Je viens de lire Les Années d’Annie Ernaux. Le magnifique prologue de ce livre répète en litanie que tout disparaitra, que tout disparaitra en une seconde. Tout ? Oui, tout ce qui fut accumulé pendant les années désignées par le titre, c’est-à-dire les quelques années passées par chacun sur la terre, toute la matière des décennies vécues. On vit, on s’emplit d’images, le processus est long, et puis on meurt, l’achèvement est bref, et ce kaléidoscope s’évanouit en un éclair, aussi facilement que s’il n’avait jamais existé. Une idée qui empoigne, une idée pourtant simple, mais belle parce que simplement dite. Annie Ernaux compose donc un livre d’énumération. Elle empile les images de sa vie, elle les couche pour qu’elles disparaissent moins vite. C’est méthodique et bouleversant.

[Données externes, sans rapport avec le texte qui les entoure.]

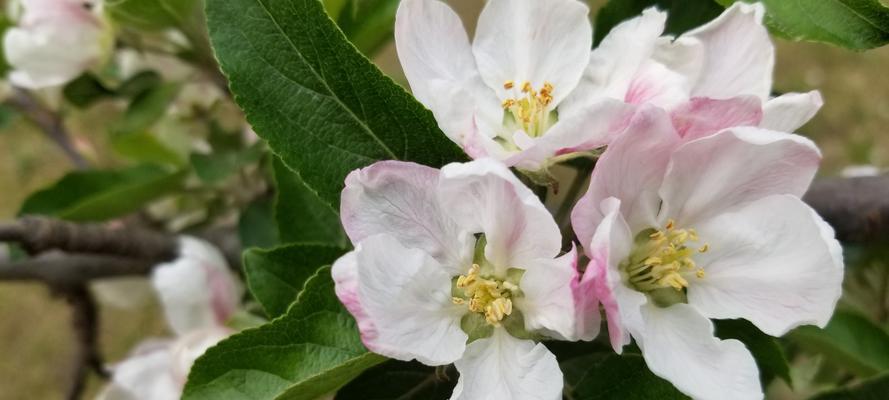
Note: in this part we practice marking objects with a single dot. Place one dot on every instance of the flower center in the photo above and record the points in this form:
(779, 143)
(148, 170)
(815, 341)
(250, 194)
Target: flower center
(491, 297)
(529, 110)
(662, 257)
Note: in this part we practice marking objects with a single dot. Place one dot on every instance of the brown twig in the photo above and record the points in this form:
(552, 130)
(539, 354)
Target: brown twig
(49, 122)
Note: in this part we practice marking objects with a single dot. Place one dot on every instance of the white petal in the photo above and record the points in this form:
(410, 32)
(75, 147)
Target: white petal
(739, 56)
(679, 346)
(617, 59)
(401, 299)
(533, 40)
(197, 290)
(485, 197)
(732, 168)
(620, 173)
(548, 303)
(789, 112)
(503, 367)
(400, 199)
(437, 60)
(774, 262)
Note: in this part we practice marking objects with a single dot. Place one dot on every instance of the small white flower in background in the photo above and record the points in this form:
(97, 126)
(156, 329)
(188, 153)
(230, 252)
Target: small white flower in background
(54, 41)
(198, 293)
(505, 95)
(679, 232)
(458, 266)
(729, 57)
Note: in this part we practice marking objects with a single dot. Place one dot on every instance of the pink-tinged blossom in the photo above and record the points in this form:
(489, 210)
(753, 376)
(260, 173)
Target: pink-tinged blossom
(729, 57)
(457, 265)
(54, 41)
(501, 95)
(680, 231)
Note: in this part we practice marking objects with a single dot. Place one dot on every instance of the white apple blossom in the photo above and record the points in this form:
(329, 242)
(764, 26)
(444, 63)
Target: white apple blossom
(54, 41)
(729, 57)
(502, 95)
(680, 231)
(458, 266)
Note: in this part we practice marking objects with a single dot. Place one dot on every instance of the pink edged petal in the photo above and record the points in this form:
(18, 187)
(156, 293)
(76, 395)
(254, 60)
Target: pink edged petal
(774, 262)
(483, 196)
(503, 367)
(399, 199)
(616, 61)
(631, 170)
(789, 112)
(593, 127)
(548, 302)
(437, 60)
(702, 116)
(401, 299)
(678, 345)
(739, 56)
(735, 167)
(537, 41)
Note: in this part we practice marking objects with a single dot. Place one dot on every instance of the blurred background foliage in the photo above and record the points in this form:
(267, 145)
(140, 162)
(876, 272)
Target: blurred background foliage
(159, 112)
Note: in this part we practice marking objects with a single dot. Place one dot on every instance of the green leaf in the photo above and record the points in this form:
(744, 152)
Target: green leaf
(322, 107)
(622, 378)
(397, 380)
(152, 14)
(302, 216)
(102, 195)
(311, 351)
(853, 24)
(369, 24)
(872, 389)
(276, 276)
(147, 108)
(683, 15)
(766, 351)
(849, 340)
(256, 227)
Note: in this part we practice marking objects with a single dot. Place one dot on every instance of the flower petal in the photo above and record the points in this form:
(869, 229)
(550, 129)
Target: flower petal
(399, 199)
(619, 173)
(503, 367)
(739, 56)
(548, 303)
(789, 112)
(401, 299)
(483, 196)
(774, 262)
(732, 168)
(533, 40)
(702, 116)
(678, 345)
(437, 60)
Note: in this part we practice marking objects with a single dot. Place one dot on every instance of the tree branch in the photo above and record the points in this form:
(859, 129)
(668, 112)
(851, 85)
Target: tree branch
(857, 208)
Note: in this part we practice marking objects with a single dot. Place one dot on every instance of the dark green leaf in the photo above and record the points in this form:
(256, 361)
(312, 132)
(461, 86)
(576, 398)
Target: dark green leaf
(683, 15)
(396, 380)
(322, 107)
(853, 24)
(849, 340)
(872, 389)
(765, 349)
(622, 378)
(147, 108)
(311, 351)
(102, 195)
(256, 227)
(302, 216)
(85, 90)
(276, 276)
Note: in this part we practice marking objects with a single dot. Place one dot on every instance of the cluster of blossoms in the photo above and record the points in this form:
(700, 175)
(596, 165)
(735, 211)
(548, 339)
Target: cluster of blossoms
(199, 293)
(693, 212)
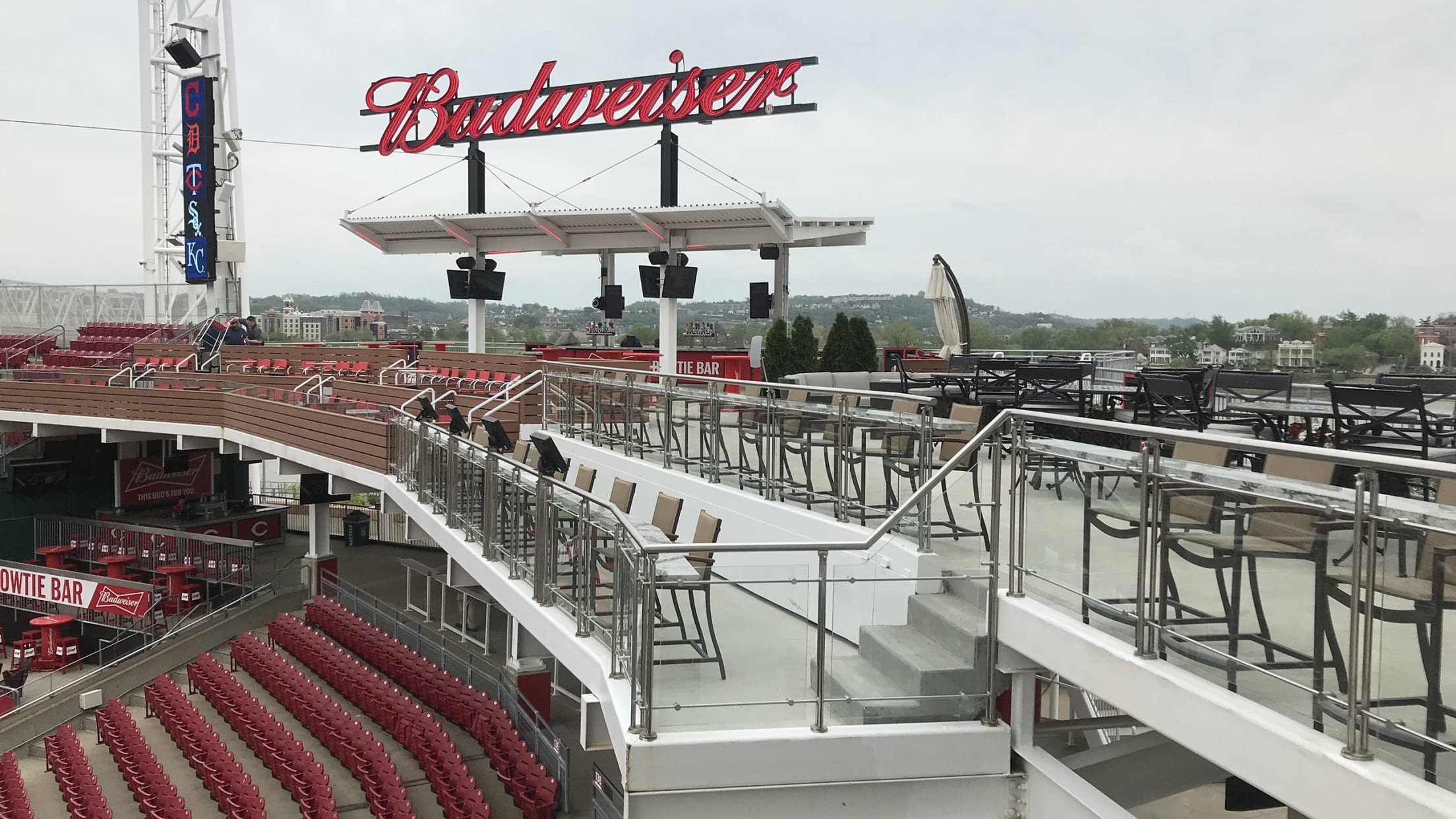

« Les images réelles ou imaginaires, celles qui suivent jusque dans le sommeil
Les images d’un moment baignées d’une lumière qui n’appartient qu’à elle… »

Les images de nos rêves, oui, disparaîtront, avec les autres, et avant même toutes les autres. Elles sont les plus fragiles. Alors qu’elles auront peut-être été les plus belles.

L’Echoppe enténébrée, récits incontestables, retient sur du papier quelques-unes de ces images. Le livre est chez l’imprimeur. Je l’ai envoyé d’un clic.

Rendez-vous chez Isabelle

01/05/2008 un commentaire

Ci-dessous, des précisions données par Anne-Lise Blanchard sur la soirée « Chez Isabelle » (cherchez pas, elle n’y sera pas, Isabelle, elle est partie en laissant seulement son prénom), le 20 mai prochain à Lyon :

Bonjour,

Les Mardis d’Isabelle accueillent mardi 20 mai à 20h

Fabrice Vigne en duo avec Christophe Sacchetini pour une lecture musicale de son dernier roman « Les Giètes »

35 rue Sainte-Hélène 69002 Lyon M° Bellecour

Participation : 3 euros et un mets ou une boisson

Réservation : 06 63 92 97 23, aliseblanchard69@yahoo.fr

Soirée fabuleuse en perspective. Faites-le savoir et venez nombreux !

Les romans de Fabrice seront disponibles.